AI Article Synopsis
- Researchers aimed to create a reliable detection method for S100A8, a protein linked to inflammation and cancer, by developing a high-affinity monoclonal antibody.
- They produced a soluble and pure recombinant S100A8 protein using E. coli and then immunized mice to generate antibodies through hybridoma technology.
- The successful identification of the antibody's sequence will facilitate the creation of hybridoma cell lines and recombinant antibodies for research and clinical uses.
Article Abstract
Objectives: S100A8 is highly expressed in several inflammatory and oncological conditions.

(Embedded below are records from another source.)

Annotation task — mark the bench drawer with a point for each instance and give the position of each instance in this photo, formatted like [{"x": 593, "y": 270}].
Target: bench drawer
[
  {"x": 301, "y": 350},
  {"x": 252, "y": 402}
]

To address the current lack of a reliable and sensitive detection method for S100A8, we generated a monoclonal antibody with a high binding affinity to human S100A8 to enable early disease diagnosis.
Results: A soluble recombinant S100A8 protein with a high yield and purity was produced using Escherichia coli. Next, mice were immunized with recombinant S100A8 to obtain anti-human S100A8 monoclonal antibodies using hybridoma technology. Lastly, the high binding activity of the antibody was confirmed and its sequence was identified.
Conclusions: This method, including the production of antigens and antibodies, will be useful for the generation of hybridoma cell lines that produce anti-S100A8 monoclonal antibodies. Moreover, the sequence information of the antibody can be used to develop a recombinant antibody for use in various research and clinical applications.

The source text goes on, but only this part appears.